そもそも転生のこと知らないし、気にもしていないかも?だ。
「お姉さま、そのルージュ。唇プルプルですわ」
「そうでしょ? 多色なのよねぇ。ねえ、ミナさん全色あるかしら?」
「勿論ですわ、ここに。他にも今日は新色アイシャドウもありますわ。そして、メイクアップアーティストも連れてきてますわ」
「えーと、キャラウェイと申します。よろしくお願いします」
突然寝起きで、魔界に連れてこられた彼。
濃い魔素で彼が死なないように、この建物には結界が張ってある。勿論転移魔法で直通で入ってきた。

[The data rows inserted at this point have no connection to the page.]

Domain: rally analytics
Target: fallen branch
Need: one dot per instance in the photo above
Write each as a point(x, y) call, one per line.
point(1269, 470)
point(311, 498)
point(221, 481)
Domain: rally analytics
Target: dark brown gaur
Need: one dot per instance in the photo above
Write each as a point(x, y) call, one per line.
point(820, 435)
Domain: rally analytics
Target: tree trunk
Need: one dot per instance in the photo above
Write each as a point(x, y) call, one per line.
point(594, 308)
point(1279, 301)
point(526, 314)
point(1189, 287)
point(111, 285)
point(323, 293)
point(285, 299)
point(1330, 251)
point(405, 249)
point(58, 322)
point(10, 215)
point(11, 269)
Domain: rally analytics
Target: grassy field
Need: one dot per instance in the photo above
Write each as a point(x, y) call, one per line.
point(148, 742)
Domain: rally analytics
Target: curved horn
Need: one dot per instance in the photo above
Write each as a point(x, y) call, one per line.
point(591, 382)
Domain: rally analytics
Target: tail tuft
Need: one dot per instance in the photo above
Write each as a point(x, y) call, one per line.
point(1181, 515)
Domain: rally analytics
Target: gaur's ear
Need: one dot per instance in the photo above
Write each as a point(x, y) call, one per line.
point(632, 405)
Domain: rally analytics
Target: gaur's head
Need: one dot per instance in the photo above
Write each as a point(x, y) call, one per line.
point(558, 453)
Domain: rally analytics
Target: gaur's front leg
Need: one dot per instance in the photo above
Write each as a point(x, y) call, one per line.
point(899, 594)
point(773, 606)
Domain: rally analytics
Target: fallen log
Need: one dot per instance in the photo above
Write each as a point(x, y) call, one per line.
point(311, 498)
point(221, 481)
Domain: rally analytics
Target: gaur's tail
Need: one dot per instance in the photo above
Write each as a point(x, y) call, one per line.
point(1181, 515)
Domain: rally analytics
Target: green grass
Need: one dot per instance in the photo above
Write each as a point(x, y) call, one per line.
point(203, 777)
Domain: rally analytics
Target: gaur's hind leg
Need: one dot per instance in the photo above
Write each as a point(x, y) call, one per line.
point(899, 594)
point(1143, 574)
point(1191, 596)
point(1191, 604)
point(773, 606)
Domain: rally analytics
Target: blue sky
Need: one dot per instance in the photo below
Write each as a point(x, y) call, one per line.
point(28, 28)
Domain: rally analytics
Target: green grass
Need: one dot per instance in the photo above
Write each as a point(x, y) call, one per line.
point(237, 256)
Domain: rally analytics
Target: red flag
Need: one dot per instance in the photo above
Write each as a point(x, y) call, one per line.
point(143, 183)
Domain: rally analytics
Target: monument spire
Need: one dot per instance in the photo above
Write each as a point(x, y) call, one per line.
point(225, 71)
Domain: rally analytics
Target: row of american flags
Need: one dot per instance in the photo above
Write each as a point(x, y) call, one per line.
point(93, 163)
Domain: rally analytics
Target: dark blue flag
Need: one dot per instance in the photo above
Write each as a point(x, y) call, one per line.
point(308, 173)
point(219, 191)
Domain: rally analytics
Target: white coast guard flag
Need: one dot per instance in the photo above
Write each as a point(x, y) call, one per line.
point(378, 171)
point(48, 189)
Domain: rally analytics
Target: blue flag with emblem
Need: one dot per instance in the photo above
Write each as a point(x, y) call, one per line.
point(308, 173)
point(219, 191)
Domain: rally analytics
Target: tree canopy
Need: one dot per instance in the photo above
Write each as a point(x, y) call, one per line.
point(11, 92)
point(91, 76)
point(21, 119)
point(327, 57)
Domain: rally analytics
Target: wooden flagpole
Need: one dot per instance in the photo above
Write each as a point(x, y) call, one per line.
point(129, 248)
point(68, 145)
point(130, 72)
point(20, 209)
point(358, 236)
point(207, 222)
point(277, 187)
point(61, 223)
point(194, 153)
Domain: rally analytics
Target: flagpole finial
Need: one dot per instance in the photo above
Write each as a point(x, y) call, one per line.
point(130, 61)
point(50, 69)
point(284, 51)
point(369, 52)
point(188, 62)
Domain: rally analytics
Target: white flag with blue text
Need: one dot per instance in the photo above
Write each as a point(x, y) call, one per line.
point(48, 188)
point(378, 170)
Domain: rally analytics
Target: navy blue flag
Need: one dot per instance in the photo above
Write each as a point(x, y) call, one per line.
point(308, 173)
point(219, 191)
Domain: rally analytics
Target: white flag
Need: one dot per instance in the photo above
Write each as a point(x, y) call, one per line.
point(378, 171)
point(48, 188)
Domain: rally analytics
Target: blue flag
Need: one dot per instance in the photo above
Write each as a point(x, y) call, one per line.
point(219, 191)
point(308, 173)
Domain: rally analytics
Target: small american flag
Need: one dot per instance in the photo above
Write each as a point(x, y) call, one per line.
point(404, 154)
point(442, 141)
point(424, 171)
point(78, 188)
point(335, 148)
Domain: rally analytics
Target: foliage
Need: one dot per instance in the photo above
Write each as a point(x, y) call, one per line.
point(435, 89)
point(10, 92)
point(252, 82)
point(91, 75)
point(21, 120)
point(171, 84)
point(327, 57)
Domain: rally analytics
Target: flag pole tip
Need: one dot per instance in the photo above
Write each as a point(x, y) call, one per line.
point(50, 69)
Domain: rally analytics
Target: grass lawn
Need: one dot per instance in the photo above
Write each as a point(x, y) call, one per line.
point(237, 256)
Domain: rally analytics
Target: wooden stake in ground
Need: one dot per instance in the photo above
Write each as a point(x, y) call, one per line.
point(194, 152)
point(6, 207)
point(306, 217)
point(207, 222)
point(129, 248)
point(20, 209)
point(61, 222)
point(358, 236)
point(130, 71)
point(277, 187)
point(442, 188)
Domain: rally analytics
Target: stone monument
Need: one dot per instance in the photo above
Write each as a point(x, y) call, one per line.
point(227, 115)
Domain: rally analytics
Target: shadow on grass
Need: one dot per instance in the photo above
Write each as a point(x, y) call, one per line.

「スゴいわ。貴方、お姉さま方専属の美容師よね。私、憧れてます」
「私も、尊敬してます」
「とても印象が変わりますよね。もういつもワクワクしてます」
「コスプレ?ですか、お姉さまが男性になる変装痺れます」
等々と、称賛がキャラウェイに舞う。
ここは西洋のお城のような石作りだった。
ドラドン姉妹の私邸らしい。
ここに集まったのは、ドラゴン姉妹ファンの平民・貴族総じて23名だ。比較的、人間に好意的な者が集まった。
私服はイギリスの王族のような、レース・ドレープ多めのドレスだった。顔立ちはメイク前から皆美人だ。
魔力の関係なのか、細胞単位で生き生きしているし、肉体も引き締まっている。
以前にジリアンの高祖母が着ていた、アーマービキニは戦闘用の動きやすさ優先の物で、普段は決して着ないらしい。
褒められ、煽てられた?キャラウェイは、テンション爆上がりだった。口調もおネエになっている。
「えーと。ありがとうね、みんな。今日は全員、なりたい顔にしてあげるわ。遠慮しないで、どんどんリクエストして!」
「「「「「やったー! ありがとう、師匠!!! イエーイ♪」」」」」
そんなこんなで、全員にメイクして、髪にブローして、着付けしてをやりきったキャラウェイ。
ゼーゼー言いながらも、満足そうに笑って全員を仕上げた後、気絶して倒れた。
「じゃあね、皆さん」と、キャラウェイを横抱きにして去っていくドラゴン姉妹。
皆も満足そうに家路に戻り出す。
その1人にイベント中、キャラウェイの気配に気づく者がいた。
ウィリアム(イリヤ)の魔界の異母妹アザレアだった。
「どういうこと? あの気配は、300年前の勇者の1人だと思うわ。………ああ、私が美しい。やっぱり気のせいかしら? いや、でも、きっと、うーん………」
変身後の自分に見とれ、鏡を見ながら纏まらぬ思考を巡らすアザレア。
周囲の女性達も、ドラゴン姉妹宅の大鏡や自分のコンパクト鏡を見て溜め息を吐く。
「「「「「美し過ぎる。もう別人ですー」」」」」
アザレアがキャラウェイの気配に気づいた様子に、ドラゴン姉妹はまずいと一瞬考えた。…………けれどすぐ忘れた。
『まあ、カザナミもいるし。大丈夫でしょ』と。
やはりドラゴンと人間の思考には、見えない溝があるのだった。
疑っていたアザレアさえも、殺気よりも羨望を抱いていた。
「このメイク、神! キャラウェイ師匠!」
もうキャラウェイの名前さえも前世と同じに呼ばれていたが、有耶無耶になっていき、正気に戻るまで思い出されもしないのだった。
そのまま思い出さないことを願うばかりだ。